Title: Predicting Ephemeral Gully Erosion with RUSLE2

Author
item Dabney, Seth
item YODER, D - UNIVERSITY OF TENNESSEE
item Vieira, Dalmo

Submitted to: National Sedimentaton Laboratory (NSL)- 50 Years of Soil & Water Research in a Changing Agricultural Environment
Publication Type: Proceedings
Publication Acceptance Date: 9/3/2008
Publication Date: N/A
Citation: N/A

Interpretive Summary: RUSLE2 is the erosion model that the Natural Resources Conservation Service (NRCS) uses to estimate soil erosion on farmland and to determine farm program eligibility. RUSLE2 does a good job of estimating erosion on hillsides, but it cannot estimate erosion in concentrated flow channels like the “ephemeral gullies” that form in cropped fields during intense storms that the farmer smooths over the next time he tills his field. Adding the ability to account for this kind of soil erosion has been identified as a priority need by NRCS. In this paper we explore a way that rainfall runoff and ephemeral gully erosion can be estimated using the information already available in the RUSLE2 databases. We compare the runoff predictions with those of more a complex and proven runoff estimation model and with measured runoff and erosion from plots at Holly Springs, MS. The results are encouraging. When the methods presented in this paper are incorporated into RUSLE2, conservation planners will be able to estimate long term average ephemeral gully erosion for any farm field in the continental United States.

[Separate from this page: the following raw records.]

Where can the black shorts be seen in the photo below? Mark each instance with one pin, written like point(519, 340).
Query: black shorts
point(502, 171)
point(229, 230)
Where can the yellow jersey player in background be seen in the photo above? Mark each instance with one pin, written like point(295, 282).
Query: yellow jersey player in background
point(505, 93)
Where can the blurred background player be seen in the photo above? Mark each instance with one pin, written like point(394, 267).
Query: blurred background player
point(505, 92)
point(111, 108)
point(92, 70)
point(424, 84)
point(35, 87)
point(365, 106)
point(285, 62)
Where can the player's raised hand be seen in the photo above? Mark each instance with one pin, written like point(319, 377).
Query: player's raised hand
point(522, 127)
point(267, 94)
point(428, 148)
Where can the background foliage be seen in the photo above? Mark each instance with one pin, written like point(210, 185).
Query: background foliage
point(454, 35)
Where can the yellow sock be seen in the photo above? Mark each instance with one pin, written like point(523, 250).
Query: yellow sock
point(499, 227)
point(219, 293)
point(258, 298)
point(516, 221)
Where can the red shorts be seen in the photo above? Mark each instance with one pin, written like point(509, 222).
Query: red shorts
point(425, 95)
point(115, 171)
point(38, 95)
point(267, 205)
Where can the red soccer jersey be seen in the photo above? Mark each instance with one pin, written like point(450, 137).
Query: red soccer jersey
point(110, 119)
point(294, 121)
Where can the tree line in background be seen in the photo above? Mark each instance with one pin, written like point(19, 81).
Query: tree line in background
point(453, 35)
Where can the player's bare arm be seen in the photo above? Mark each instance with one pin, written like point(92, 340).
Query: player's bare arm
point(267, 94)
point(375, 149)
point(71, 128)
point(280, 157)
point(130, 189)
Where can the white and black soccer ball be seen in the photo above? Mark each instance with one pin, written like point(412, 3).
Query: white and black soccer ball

Technical Abstract: RUSLE2 provides robust estimates of average annual sheet and rill erosion from a wide range of land use, soil, and climatic conditions, but it currently cannot calculate ephemeral gully erosion, which capability has been identified as a priority need by user agencies. One obstacle is RUSLE2’s use of long-term daily average precipitation, which essentially applies a small amount of erosive rainfall to every day during the year. This works well for the linearly-scaled rainfall erosivity impact on detachment, but cannot be readily translated into runoff amounts that drive detachment and transport in channel flows. We propose and evaluate a method of predicting the magnitudes of a series of runoff events whose sizes, durations, and timing are estimated from RUSLE2 databases, based on analysis of results of 30-year simulations using a widely-accepted climate generator and runoff model. We then couple the index runoff amounts and rates and the corresponding RUSLE2 hillslope sheet and rill sediment yield estimates with the channel erosion routines used in CREAMS to calculate ephemeral gully erosion. With this procedure, ephemeral gully erosion is be estimated as the sum of a location-specific annual sequence erosion events, whose timing, size, and duration are estimated from the existing RUSLE2 databases and whose total runoff volume approximates local average annual runoff. We illustrate the procedure by applying it to hypothetical 5 ha fields with silt loam soil cropped to cotton (Gossyipium hirsutum, L.) in Marshall County, MS, that are bisected with a potential ephemeral gully having thalweg slopes ranging from 0.5 to 5%. Hillslopes on both sides of the channel were modeled after the erosion plots at Holly Springs, MS, with 5% steepness and 22.1 m length, allowing hillslope predictions to be compared with observations. Results suggest that ephemeral gully erosion may be the same order of magnitude as sheet and rill erosion. Comparison of observed monthly runoff with predicted patterns suggests that the procedures outlined may underestimate plot-scale runoff during periods of the year with greater than average rainfall intensity.